Sex, drugs and rock and roll is a motto that elicits images of free sex, widespread illicit drug use and a new, outsider-created music that upended not only conventional ideals of music and musicianship but also of society. Sex, drugs and rock and roll has, however, been rehabilitated as a general notion. We have come to understand that the phrase conjures not only dystopic images of single-minded excess and anarchy but may also offer the utopian vision of a broader world of responsibly managed autonomy. The scourge of sex, drugs and rock and roll lay not only (or at all) in the actions themselves but also in the reactionary delimiting responses that fear of the actions engenders.
In discussing the history of abortion the Roe Court noted that abortion laws were a relatively recent development in the United States. Both church and state had either been silent on or offered little sanction for abortion over much of Anglo-American religious and legal history. The Court cited what has been called the first United States law to explicitly bar abortion, an 1821 Connecticut statute. This is a particularly useful example of how efforts to contain the cultural confluence summarized in the expression sex, drugs and rock and roll became the source of abortion law. According to some, the Connecticut statute was adopted in almost direct response to an alleged sexual scandal that took place in Connecticut in 1818 involving a minister named Ammi Rogers who was accused of impregnating a young woman to whom he was not married and then giving her an abortion-inducing substance.

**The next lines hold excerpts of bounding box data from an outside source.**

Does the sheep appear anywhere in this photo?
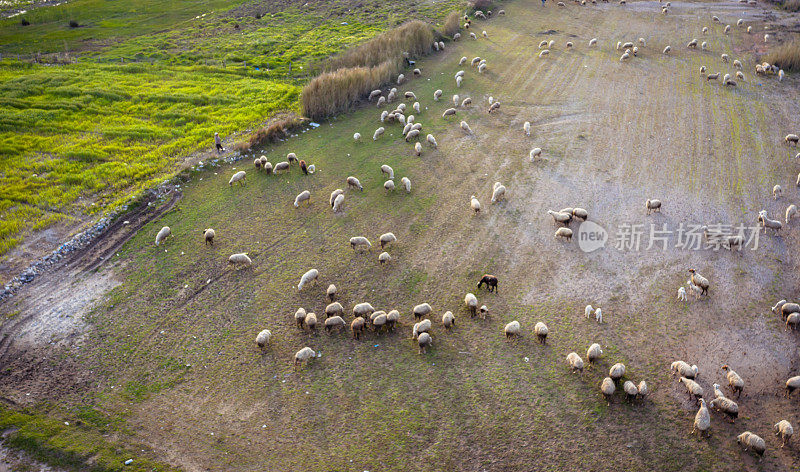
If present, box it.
[772,420,794,448]
[156,226,172,246]
[347,175,364,192]
[670,361,698,379]
[256,329,272,351]
[205,228,217,246]
[547,210,572,226]
[600,377,617,406]
[784,375,800,397]
[555,228,572,241]
[567,352,583,374]
[294,307,307,329]
[736,431,767,462]
[758,214,783,234]
[228,170,247,186]
[294,190,311,208]
[586,343,603,364]
[691,398,711,437]
[503,320,520,339]
[464,293,478,318]
[325,284,337,302]
[411,319,431,339]
[325,316,347,334]
[413,303,433,320]
[478,274,498,293]
[678,377,703,400]
[469,195,481,213]
[644,198,661,215]
[442,311,456,331]
[417,332,432,354]
[228,252,253,270]
[294,346,317,367]
[492,182,506,203]
[722,364,744,397]
[533,321,550,344]
[325,302,344,318]
[709,396,739,423]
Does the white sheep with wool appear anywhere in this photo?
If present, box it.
[294,190,311,208]
[297,269,319,291]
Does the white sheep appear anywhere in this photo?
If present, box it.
[228,170,247,185]
[228,252,253,269]
[156,226,172,246]
[294,346,317,366]
[256,329,272,350]
[297,269,319,291]
[294,190,311,208]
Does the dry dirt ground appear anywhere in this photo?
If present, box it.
[0,0,800,471]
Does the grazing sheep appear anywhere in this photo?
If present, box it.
[555,228,572,241]
[586,343,603,364]
[691,398,711,437]
[297,269,319,291]
[503,320,521,339]
[347,175,364,192]
[469,195,481,213]
[533,321,550,344]
[256,329,272,351]
[156,226,172,246]
[784,375,800,397]
[325,302,344,318]
[600,377,617,406]
[203,228,217,246]
[413,303,433,320]
[772,420,794,448]
[417,333,433,354]
[325,316,347,334]
[670,361,697,379]
[411,319,431,339]
[567,352,583,374]
[689,270,708,295]
[228,170,247,186]
[678,377,703,400]
[709,396,739,423]
[294,190,311,208]
[294,346,317,367]
[736,431,767,462]
[294,307,306,329]
[228,252,253,270]
[442,311,456,331]
[478,274,498,293]
[350,236,372,252]
[464,293,478,318]
[608,362,625,382]
[644,198,661,215]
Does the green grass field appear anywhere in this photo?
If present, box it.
[0,0,459,256]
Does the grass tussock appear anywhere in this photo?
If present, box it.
[781,0,800,11]
[301,21,434,120]
[444,10,462,38]
[764,40,800,71]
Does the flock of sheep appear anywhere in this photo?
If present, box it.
[147,0,800,464]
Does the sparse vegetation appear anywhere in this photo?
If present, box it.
[764,40,800,72]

Rogers was a charismatic figure who had a substantial following and who was said to have been especially popular among women. Though ordained in New York, he was barred from the ministry in Connecticut. Rogers was accused of impregnating Asenath Smith, a young single woman. Rogers, in response to the claims against him, alleged that Smith had given false testimony as part of a political and religious plot to discredit him. Roger’s claim merited at least some attention given that Smith and some other witnesses were said to have later recanted much of their testimony. Rogers was by all accounts a thorn in the side of the powerful Episcopalian establishment. Though he had been officially barred from the ministry in Connecticut, he persisted in preaching and representing himself as a clergyman, and his popularity showed no signs of abating even in the face of his official religious unwelcome. Rogers was a rock and roll minister of his times.
Despite his protests of innocence, Rogers was convicted of sexually assaulting Smith and was jailed for two years. Though the most lurid aspects of the testimony against Rogers alleged that he had forced Smith to consume a poisonous substance to induce miscarriage, there was no clear proof that Smith had been pregnant or that she had miscarried. Moreover, even if Rogers had given Smith some substance that caused miscarriage, were no laws at the time that explicitly forbade such conduct. Acting from outrage over Rogers’ relatively mild censure and the difficulties of prosecuting him, the Connecticut legislature enacted the now oft-cited 1821 law on abortion. The statute criminalized the actions of those who provided “deadly poison” or “noxious substances” to cause a pregnant woman’s post-quickening miscarriage and hence targeted the precise means alleged in Rogers’ case.
In the decades subsequent to Rogers’ case, legal barriers to abortion grew. These laws were often framed as public health or moral imperatives. In many cases, however, the laws seemed to be responses to the way that growing numbers of people could exercise sexual autonomy via access to and knowledge of abortion services, thereby controlling their own lives and potentially imposing changes in the fabric of larger culture. In short, it was fear of sex, drugs and rock and roll that often fueled legal limits on abortion.